How much can I expect to receive from the UIF?
The UIF benefit is between 38 – 58% of your salary (up to a maximum of R12478).
For example: If your salary is R12478 or more, you will receive R155.89 per day (about
R4676 p.m.). You cannot receive more than this maximum amount.
If your salary is R5000 p.m. you can expect about R72.96 per day (R2188 p.m.), or if your
salary is R 3000 p/m you can expect about R47.62 per day (R1428 p.m.)
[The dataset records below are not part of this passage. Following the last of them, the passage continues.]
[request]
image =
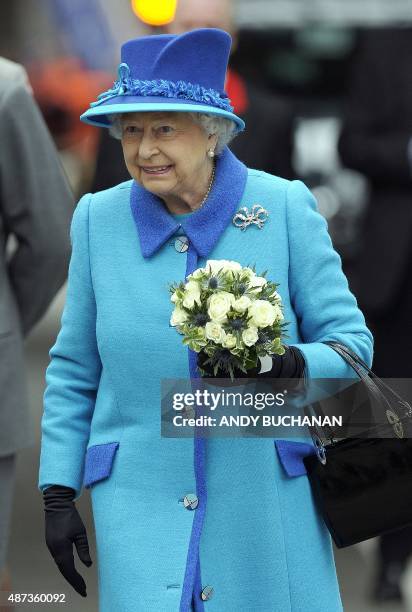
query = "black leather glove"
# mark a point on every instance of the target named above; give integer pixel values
(289, 365)
(64, 527)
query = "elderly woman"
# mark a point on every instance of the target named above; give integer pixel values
(184, 524)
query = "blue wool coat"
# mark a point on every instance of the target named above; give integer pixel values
(255, 536)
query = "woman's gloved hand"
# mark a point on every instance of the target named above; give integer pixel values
(64, 527)
(289, 365)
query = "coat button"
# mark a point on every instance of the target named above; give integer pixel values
(189, 412)
(206, 593)
(182, 244)
(190, 501)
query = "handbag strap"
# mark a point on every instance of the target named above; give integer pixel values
(350, 357)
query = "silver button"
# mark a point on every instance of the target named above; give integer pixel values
(181, 244)
(206, 593)
(190, 501)
(188, 412)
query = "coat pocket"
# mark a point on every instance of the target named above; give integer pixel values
(291, 455)
(99, 462)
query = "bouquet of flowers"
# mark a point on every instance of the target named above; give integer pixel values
(231, 314)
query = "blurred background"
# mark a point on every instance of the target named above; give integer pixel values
(335, 80)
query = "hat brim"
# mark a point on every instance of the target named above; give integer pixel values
(99, 115)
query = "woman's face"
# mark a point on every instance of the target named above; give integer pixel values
(166, 152)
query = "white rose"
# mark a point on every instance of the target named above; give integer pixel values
(250, 336)
(242, 304)
(257, 282)
(263, 313)
(214, 331)
(219, 305)
(214, 265)
(178, 317)
(229, 341)
(222, 264)
(248, 273)
(192, 294)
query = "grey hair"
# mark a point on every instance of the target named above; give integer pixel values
(225, 129)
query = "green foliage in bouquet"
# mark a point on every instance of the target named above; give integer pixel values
(231, 314)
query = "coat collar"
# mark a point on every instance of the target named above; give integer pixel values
(155, 225)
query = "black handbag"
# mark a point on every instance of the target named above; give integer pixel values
(363, 485)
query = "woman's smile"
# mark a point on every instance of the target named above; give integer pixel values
(156, 170)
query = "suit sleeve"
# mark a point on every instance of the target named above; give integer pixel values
(322, 301)
(36, 203)
(74, 372)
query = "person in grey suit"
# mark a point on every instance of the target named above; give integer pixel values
(36, 205)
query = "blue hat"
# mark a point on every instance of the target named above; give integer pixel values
(169, 73)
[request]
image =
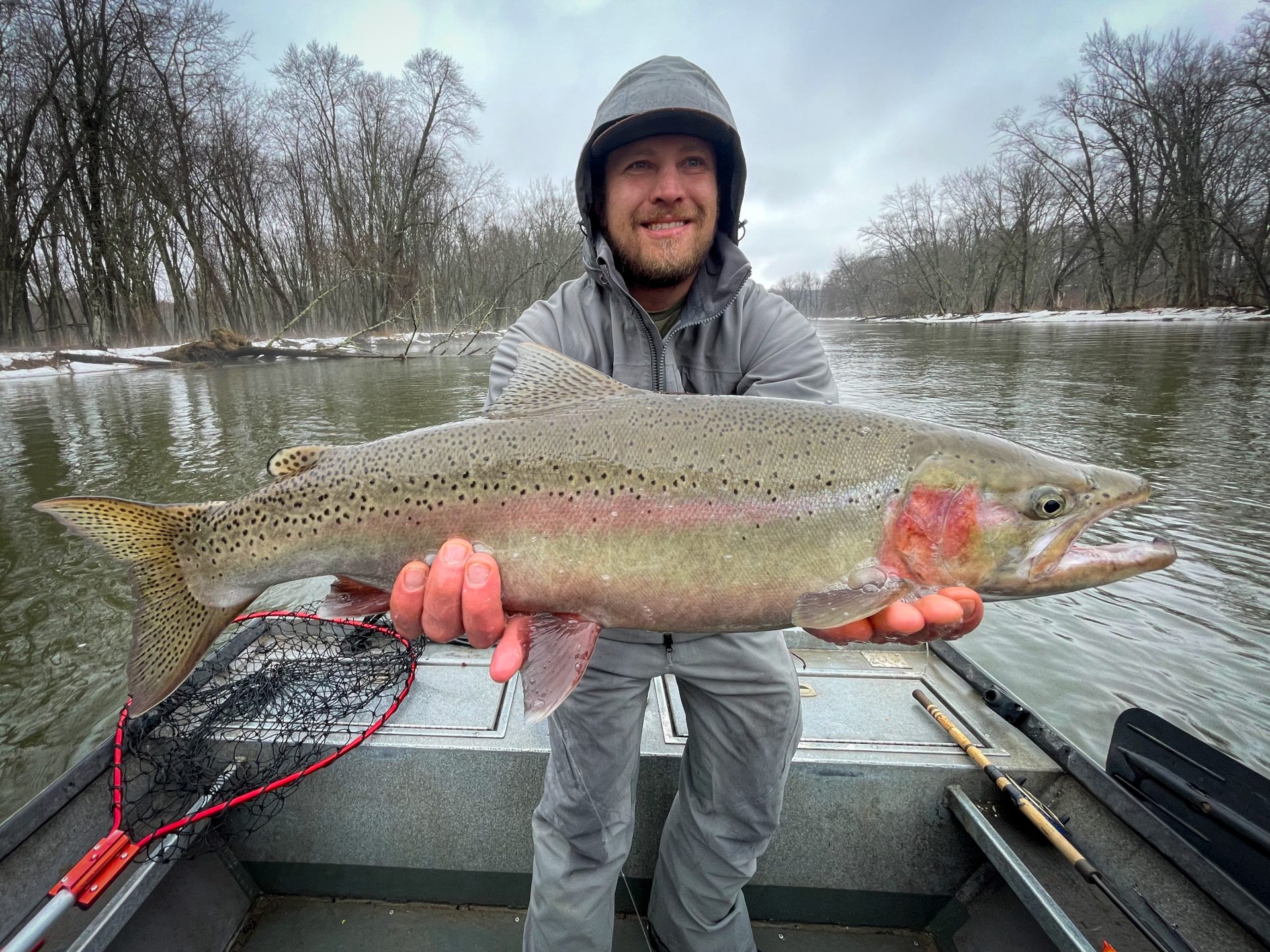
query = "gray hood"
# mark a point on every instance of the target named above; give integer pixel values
(671, 83)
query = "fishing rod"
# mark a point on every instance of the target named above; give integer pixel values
(1044, 820)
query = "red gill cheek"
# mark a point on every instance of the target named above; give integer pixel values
(931, 531)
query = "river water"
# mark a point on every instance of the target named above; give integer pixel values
(1188, 405)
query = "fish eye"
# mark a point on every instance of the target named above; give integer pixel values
(1048, 503)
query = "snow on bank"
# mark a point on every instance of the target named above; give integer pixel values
(1152, 315)
(421, 346)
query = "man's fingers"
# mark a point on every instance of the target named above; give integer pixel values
(443, 598)
(511, 651)
(898, 619)
(939, 610)
(405, 603)
(483, 601)
(972, 607)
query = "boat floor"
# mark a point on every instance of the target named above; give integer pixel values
(353, 926)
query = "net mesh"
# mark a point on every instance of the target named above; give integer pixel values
(286, 694)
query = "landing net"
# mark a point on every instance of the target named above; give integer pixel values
(222, 752)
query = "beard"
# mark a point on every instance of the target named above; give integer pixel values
(666, 263)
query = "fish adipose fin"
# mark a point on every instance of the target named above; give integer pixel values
(546, 382)
(171, 627)
(349, 598)
(828, 610)
(291, 460)
(559, 651)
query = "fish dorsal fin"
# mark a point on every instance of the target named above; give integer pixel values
(546, 381)
(291, 460)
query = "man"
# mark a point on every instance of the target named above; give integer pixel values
(666, 303)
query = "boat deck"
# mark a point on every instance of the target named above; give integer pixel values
(280, 923)
(890, 838)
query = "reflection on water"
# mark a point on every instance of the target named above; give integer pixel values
(1185, 405)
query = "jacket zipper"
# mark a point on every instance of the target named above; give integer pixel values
(666, 342)
(659, 353)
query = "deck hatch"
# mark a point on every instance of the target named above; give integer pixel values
(452, 697)
(850, 705)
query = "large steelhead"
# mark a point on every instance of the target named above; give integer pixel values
(625, 508)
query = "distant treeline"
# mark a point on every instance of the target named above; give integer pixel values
(1143, 180)
(149, 193)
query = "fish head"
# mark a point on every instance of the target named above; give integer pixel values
(1006, 520)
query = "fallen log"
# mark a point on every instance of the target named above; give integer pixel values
(67, 356)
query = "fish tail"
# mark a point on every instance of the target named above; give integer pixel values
(171, 627)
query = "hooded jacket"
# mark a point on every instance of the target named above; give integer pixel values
(733, 337)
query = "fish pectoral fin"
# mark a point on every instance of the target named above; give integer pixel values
(349, 598)
(829, 610)
(559, 651)
(291, 460)
(545, 381)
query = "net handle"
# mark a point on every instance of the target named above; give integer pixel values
(117, 777)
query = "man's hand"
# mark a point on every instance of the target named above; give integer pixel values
(948, 615)
(461, 593)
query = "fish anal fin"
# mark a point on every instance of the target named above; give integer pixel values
(349, 598)
(546, 382)
(829, 610)
(291, 460)
(558, 654)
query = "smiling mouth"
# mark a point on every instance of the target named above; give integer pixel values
(671, 225)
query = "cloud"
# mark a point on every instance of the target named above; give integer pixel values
(839, 103)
How long will it take before I can expect to receive my first payment?
It takes between 3-6 weeks from the date the application was submitted for the application to
be approved and for the first payment to be made. Note that payment is only made for each
day that proof can be provided that you are on maternity leave. Once the application has been
approved, proof that you are still on maternity leave will need to be submitted on a monthly
basis.

I hear that the department have access to my bank account and can see if I receive any money into my bank account and that they will then reject my application.
This is not true. The only reason the Department require proof of the banking details is to
ensure that the bank account is active and that payment is made into the right account.
Remember the bank account must be in your own name! You cannot use your
husband/fiancé/friend/employers or anybody else’s account.
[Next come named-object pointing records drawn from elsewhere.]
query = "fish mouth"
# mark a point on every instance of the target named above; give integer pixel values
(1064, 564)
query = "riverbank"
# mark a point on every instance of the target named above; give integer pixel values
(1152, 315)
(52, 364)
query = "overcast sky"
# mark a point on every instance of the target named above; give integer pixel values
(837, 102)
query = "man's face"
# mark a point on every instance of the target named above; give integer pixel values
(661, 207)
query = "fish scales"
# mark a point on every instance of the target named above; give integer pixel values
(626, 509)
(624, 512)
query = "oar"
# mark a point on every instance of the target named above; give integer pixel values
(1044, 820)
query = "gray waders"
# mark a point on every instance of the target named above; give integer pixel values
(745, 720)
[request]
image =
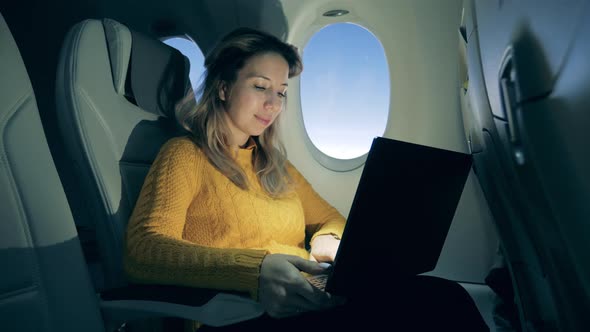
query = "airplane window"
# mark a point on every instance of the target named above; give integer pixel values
(344, 90)
(194, 54)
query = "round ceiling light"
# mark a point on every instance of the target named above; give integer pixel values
(336, 12)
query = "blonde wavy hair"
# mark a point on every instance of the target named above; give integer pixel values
(205, 119)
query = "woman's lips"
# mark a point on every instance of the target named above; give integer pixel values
(263, 120)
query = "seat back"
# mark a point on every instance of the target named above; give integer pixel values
(529, 142)
(116, 92)
(44, 284)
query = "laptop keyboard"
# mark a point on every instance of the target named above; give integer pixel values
(318, 281)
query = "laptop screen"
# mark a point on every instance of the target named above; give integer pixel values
(401, 213)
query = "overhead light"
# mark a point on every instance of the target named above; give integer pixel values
(336, 12)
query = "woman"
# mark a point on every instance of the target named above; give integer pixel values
(223, 208)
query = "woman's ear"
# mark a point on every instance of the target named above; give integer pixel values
(222, 91)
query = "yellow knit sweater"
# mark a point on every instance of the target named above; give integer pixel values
(192, 226)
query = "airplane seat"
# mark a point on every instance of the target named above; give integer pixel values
(44, 283)
(116, 92)
(530, 155)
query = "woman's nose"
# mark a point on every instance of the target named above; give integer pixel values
(273, 102)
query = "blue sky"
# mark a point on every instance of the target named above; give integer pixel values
(344, 90)
(344, 87)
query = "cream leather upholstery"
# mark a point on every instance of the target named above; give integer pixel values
(116, 92)
(44, 283)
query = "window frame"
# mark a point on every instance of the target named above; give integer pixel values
(327, 161)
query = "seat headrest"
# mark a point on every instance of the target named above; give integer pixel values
(149, 73)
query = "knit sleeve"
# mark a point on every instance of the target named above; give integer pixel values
(155, 250)
(321, 218)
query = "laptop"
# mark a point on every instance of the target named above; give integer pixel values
(400, 216)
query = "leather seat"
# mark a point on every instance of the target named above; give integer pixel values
(116, 94)
(44, 283)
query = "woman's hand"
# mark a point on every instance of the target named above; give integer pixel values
(324, 248)
(283, 291)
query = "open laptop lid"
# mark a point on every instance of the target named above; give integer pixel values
(401, 213)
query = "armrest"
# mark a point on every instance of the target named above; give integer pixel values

I’ve claimed maternity benefits in the last four years.
You do qualify to claim for maternity benefits again, even if it is within four years of the
previous maternity benefit claim. It is only if you have claimed for sick or unemployment
benefits within the 4 years prior to your maternity claim that you will probably not qualify for
maternity benefits.

I am the owner of my own business.
This may prove problematic and will need to discuss the available options with the
Department of Labour.

Paid by the hour?
If you are paid by the hour – Add the last six months salary together and then divide by six.
Do the same with your UIF contribution.

The answer will be the monthly salary and UIF
contribution that will be used on the UI.19 and UI2.7 forms.

Who can claim?

  •  Workers on maternity leave, who pay UIF every month, can claim from the
    Department of Labour, but only if the full monthly salary is not being received while
    on maternity leave.
  • Workers who miscarry in the third trimester or have a stillborn child can claim for six
    weeks.
  • If you have claimed maternity benefits within the last four years you are still
    eligible to claim again.

Who cannot claim?

  •  If a claim for any other type of benefits from the Department of Labour has been
    submitted in the last four years for example because you got retrenched or were sick,
    you will probably not be able to claim for maternity benefits. You will need to phone
    the Department to check your UIF status.
  •  If UIF is not being deducted from your salary every month, you cannot claim. (By law
    your employer is supposed to deduct UIF if you work for more than 24 hours per
    month).
  • You must have a bar-coded ID book. If you are not a South African citizen you cannot
    claim.
  •  If you are the owner of your own business you probably cannot claim. You will need to
    phone the Department to discuss your options as there are ways around this.
    Is the UIF payable amount taxed?
  •  No tax is paid on benefits

What documentation is required?

  • 13-digit bar-coded ID or passport;
  •  Form UI-19 (completed by employer);
  •  Form UI-2.7 (completed by employer);
  •  Form UI-2.3 (application form) This is a yellow form and needs to be completed and submitted in yellow as the Department of Labour will only accept the “original” form;
  •  Form UI-2.8 (for banking details); This form has a section that will be required to be completed by your bank to verify your account to which the money will be transferred to.
  •  Form UI-4 (follow-up form); This is a yellow form and needs to be completed and submitted in yellow as the Department of Labour will only accept the “original” form; and
  • Medical certificate from a doctor or birth certificate of the baby. Please note: The information included above is subject to changes made by the Department of Labour that we may not always be aware of. The information is intended as a guideline and for assistance only.